Look at the lower corner of the mural of the Eagle on wall of junior high gym, "Way down in corner, it says, 'Class of 2013.' This group of kids earned the money to hire to have that done."
"The world needs them," said Ms. Swartz. "It needs problem-solvers."
She acknowledged that good jobs are hard, but not impossible, to come by. "It will take a lot of hard work. For every job that you apply for there's going to be 300 other applicants. For everything that you want... there will be lots and lots of other people who will want it."
She urged graduates to, "Set yourself apart.... Find way to distinguish yourself through hard work. And I know you've heard that over and over and over, but it's the truth. Think about it. Having good work ethic has no prerequisites. None.
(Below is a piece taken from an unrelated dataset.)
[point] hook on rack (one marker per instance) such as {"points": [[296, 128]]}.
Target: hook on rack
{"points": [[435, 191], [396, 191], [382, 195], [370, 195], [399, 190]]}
Doesn't matter who you are, you can set yourself apart if you work hard."
For those with dreams of playing for the NFL, "Unless you weigh 300 pounds and you're 6-5, I don't think so." But those professional teams are just businesses, she said. Look for career opportunities within those businesses.
Success will come with hard work, she said. "I have no doubt that Chelsy will be in design, that Ce'rra (Carsten) and Abby (Campbell) will be in agriculture."
"Volunteer. There are so many people today who just want to do the minimum. Never, ever be satisfied with the minimum."
She urged graduates to be responsible for their lives, and their happiness. For the first 18 years, it's been the responsibility of parents, teachers and other to provide them happiness. "But graduates, from this day forward, your happiness is your responsibility."
She urged them to continue doing what's right, even if it's not easy. "Tuck away those little moments when you did the right thing. One day, you may see you have a long way to go to reach your goals, but you're a happy person. All those moments tucked away and you'll be happy."
Swartzendruber's comments, and her presentation of individualized gifts-the ultimate first-aid kit for Lane Clawson, who was always limping from a sports injury; buttons for Chelsy Reed to sew on; 8-track tapes (but no 8-track tape player) for musicians and vocalists Alexis Joy Johnson, Ethan Alexander Ferguson and Jacob Russell Helleckson; a stylish hat made of duct tape for Mandy Renae Bushta-brought both laughter and tears to the class, and to the audience.
"Thank you," she said before receiving a standing ovation, "for the 100s of miles that you have run preparing yourselves for those track meets. Thank you for the sweat that you wrestlers endured crab-walking up and down the halls every day. Thank you for those basketballs that you bounced and bounced and the... baskets that you shot, and the bats that you swung. Thank you for the years that it took to perfect that instrument or hone that voice. Thank you for the joy that you have brought your parents. Thank you for the joy that you have brought me.